As far as taste being a filter, that just depends on the person. It's certainly possible to imagine tastes that can't be used as filters because they don't involve surface properties like genre trappings.
> You seem to suggest that shared features automatically imply genre works which are typically deemed of lower value.
I'm not suggesting either of those things. Shared features don't imply genre works (all works have shared features), and genre works aren't necessarily of lower value (they just attract certain audiences regardless of their value).
> If artistic value is said to only reside in an ineffable difference of the whole work
It's neither ineffable nor anything to do with the 'whole' work. I'm sure it seems abstract, with us talking about all of art in one go here, but once you get down to specific texts and contexts any competent critic is going to talk in excruciating detail about what specifically is valuable in a given work. At least, that's the idea -- in practice most professional critics are crap.

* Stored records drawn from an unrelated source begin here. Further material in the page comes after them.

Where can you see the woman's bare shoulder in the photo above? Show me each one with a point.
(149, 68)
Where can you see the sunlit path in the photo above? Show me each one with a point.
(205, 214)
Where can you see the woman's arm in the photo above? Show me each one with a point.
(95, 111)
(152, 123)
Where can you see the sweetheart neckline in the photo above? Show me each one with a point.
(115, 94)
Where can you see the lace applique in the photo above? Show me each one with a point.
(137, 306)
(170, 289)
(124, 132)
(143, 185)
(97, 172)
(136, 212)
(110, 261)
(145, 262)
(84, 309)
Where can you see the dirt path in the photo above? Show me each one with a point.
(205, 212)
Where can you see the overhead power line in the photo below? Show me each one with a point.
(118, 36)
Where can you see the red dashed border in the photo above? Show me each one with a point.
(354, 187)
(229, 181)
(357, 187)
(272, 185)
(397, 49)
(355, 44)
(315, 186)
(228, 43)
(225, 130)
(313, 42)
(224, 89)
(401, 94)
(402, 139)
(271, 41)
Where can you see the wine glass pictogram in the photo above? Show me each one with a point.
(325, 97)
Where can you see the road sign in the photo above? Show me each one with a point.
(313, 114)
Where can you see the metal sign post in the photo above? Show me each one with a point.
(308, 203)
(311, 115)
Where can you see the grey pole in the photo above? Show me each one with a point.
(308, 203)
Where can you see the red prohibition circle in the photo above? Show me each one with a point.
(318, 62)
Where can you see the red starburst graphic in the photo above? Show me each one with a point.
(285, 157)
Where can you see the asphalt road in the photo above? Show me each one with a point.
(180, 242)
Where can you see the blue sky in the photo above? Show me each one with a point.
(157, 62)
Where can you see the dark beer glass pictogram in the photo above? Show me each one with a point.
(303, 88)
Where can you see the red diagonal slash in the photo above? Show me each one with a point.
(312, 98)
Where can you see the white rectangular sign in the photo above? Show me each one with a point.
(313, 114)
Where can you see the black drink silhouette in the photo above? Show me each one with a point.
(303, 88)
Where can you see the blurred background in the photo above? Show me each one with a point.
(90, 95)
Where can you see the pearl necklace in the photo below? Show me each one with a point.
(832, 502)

That texts are unique is simply an objective fact. As soon as you change just one letter, you have a new text with 'difference'. I'm saying this is not a useful perspective because it only gets interesting when you can point out what kind of difference there is and why it is important, and then you end up with something that higher quality texts may have in common.
While critics may have some difficulty telling authors or texts apart because of human limitations, computers attain very high accuracies with various authorship attribution methods. This underscores my point: if you focus on differences, you will end up identifying very particular things such as a particular author or even the style of a particular work, that's just the idea taken to its extreme.

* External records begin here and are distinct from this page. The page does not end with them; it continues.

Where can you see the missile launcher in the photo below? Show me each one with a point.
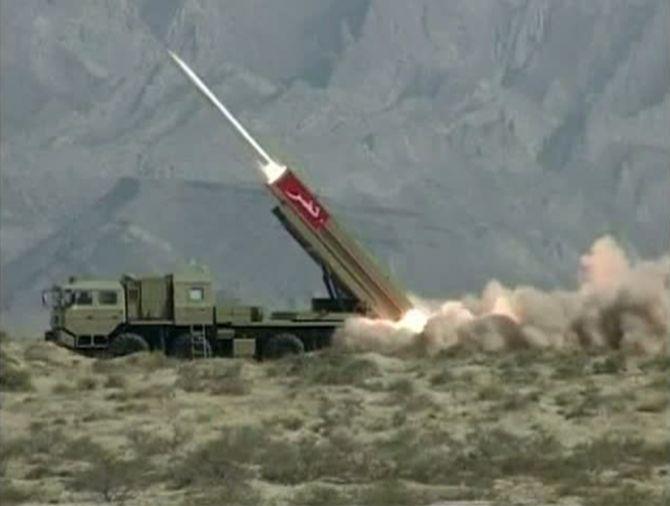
(353, 279)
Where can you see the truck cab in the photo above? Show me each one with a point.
(85, 312)
(177, 313)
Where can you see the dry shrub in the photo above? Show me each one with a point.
(10, 493)
(330, 367)
(87, 383)
(148, 444)
(14, 376)
(224, 462)
(109, 477)
(62, 388)
(148, 361)
(316, 494)
(116, 380)
(216, 377)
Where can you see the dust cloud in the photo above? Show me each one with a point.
(620, 305)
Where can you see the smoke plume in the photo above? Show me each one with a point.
(619, 304)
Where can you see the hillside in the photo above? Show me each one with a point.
(335, 428)
(514, 133)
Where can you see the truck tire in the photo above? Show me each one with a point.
(189, 346)
(127, 343)
(283, 344)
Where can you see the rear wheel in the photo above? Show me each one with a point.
(282, 345)
(189, 346)
(127, 343)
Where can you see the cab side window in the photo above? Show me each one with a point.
(108, 298)
(83, 298)
(196, 294)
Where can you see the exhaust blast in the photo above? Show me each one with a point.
(618, 305)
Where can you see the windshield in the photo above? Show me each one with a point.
(57, 297)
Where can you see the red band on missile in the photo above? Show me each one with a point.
(302, 200)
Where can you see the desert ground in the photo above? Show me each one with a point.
(336, 427)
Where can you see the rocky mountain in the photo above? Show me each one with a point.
(461, 140)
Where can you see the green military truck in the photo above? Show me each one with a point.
(177, 313)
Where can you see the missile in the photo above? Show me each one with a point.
(271, 169)
(349, 272)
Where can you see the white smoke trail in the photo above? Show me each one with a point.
(618, 305)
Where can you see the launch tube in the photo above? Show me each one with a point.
(312, 225)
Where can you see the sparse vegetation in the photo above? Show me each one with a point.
(217, 377)
(331, 367)
(336, 428)
(14, 377)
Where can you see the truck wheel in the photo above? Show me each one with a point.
(189, 346)
(282, 345)
(125, 344)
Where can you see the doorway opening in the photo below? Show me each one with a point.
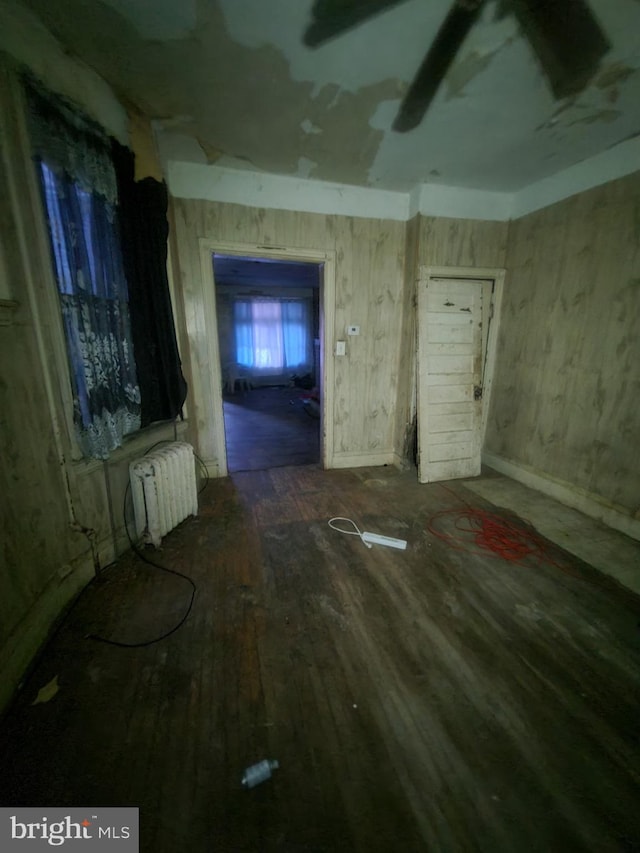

On the other hand, I believe that the quality of a work, which is one kind of value indeed, can lie in commonalities instead of differences. I don't have a concrete example, but from reading literature I do get the feeling that there is something definite that they share. I don't mean something on the level of a trope, that would be too superficial. I think it's OK to admit that we don't know, but not a good idea to preclude it from being described as part of a taxonomy because it's supposedly only about differences. There's simply too much difference in all the unique things around us for that to be informative.

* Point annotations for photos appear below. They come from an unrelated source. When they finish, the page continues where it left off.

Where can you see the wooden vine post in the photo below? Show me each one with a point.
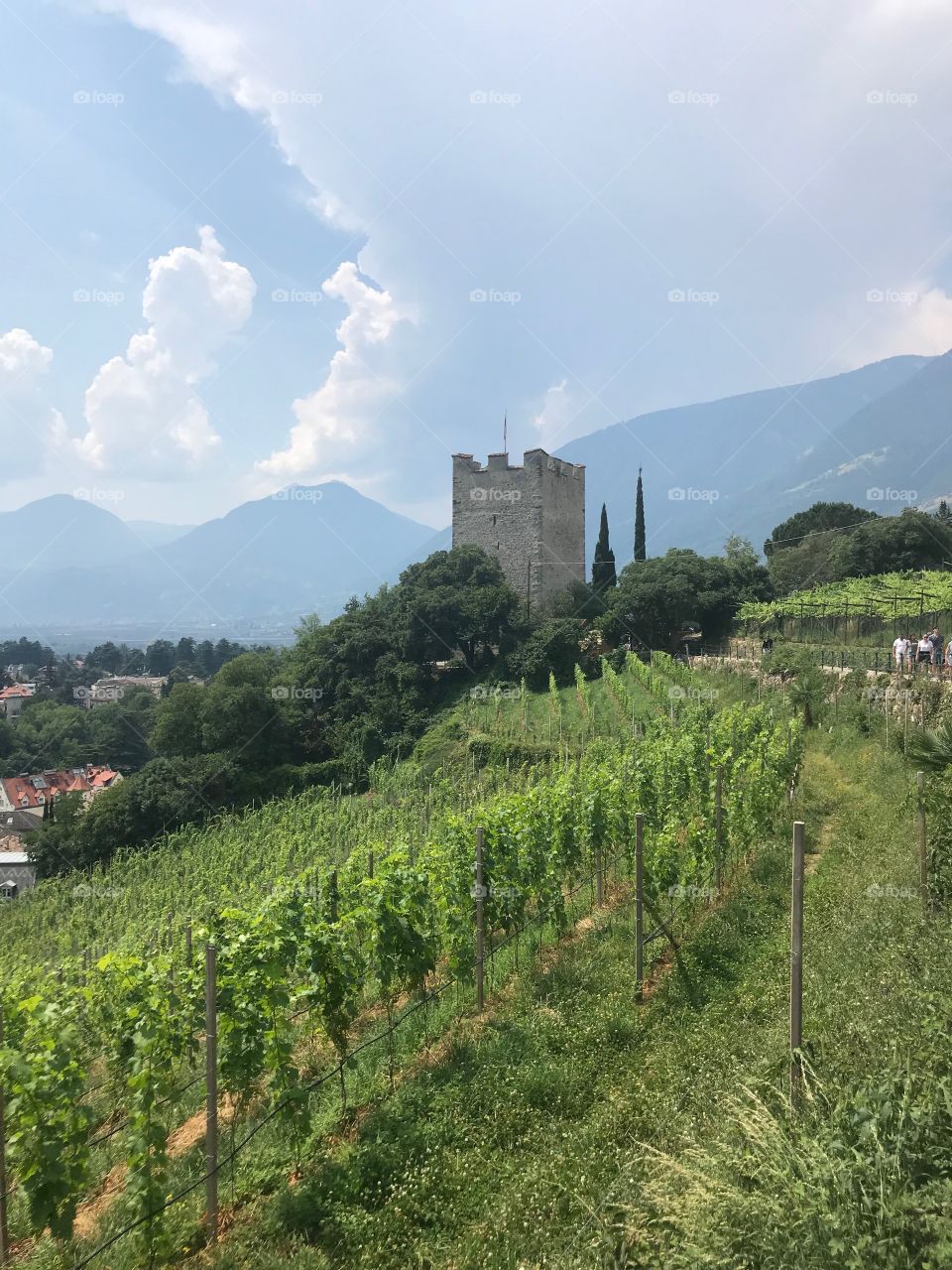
(4, 1234)
(796, 965)
(480, 893)
(639, 901)
(211, 1102)
(719, 820)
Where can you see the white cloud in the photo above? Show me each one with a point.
(556, 414)
(143, 414)
(333, 212)
(27, 421)
(22, 359)
(774, 195)
(904, 321)
(335, 421)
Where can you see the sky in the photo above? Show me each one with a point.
(245, 244)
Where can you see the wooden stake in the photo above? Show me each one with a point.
(639, 901)
(719, 817)
(796, 965)
(4, 1233)
(211, 1102)
(480, 924)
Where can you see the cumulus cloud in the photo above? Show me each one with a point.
(904, 320)
(788, 164)
(339, 416)
(27, 421)
(556, 414)
(143, 413)
(22, 359)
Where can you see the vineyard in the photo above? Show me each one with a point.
(353, 945)
(611, 706)
(862, 606)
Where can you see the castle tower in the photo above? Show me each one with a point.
(531, 518)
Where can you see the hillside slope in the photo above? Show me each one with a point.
(730, 460)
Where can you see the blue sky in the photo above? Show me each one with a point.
(246, 244)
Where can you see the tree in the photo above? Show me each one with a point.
(456, 598)
(657, 598)
(603, 576)
(640, 553)
(241, 712)
(160, 657)
(912, 540)
(551, 647)
(749, 578)
(178, 721)
(119, 730)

> Secondly I can imagine taxonomies which are not based on shared textual features, but on chronological, geographical, and genre features.
Note that these aren't meant to be excluded by the quote, which is from a book that deals largely with the three things you mention. Il n'y a pas de hors-texte and all that.
> Thirdly, I don't see why a shared feature would automatically be the "least interesting". What's interesting is rather subjective and context-dependent. If for example I had a particular interest in literature coming out of the first world war, this shared feature could be at the top of my list.
No doubt, but the quote is specifically concerned with literary/artistic value. Historians or critics reading through a different lens will of course have different interests and see value in different things.
Would you not agree, though, that a particular interest in literature coming out of the first world war is simply a filter for your data set, and that once you get down to specific works, it's how they differ or assert themselves against one another that is most interesting about them?
1. I just made that phrase up; someone may have come up with a better one already. But you know the type: the inveterate sci-fi fan, the fantasy aficionado, the lover of all things zombie. These people are less concerned with the quality of a particular work than with the genre trappings it exhibits.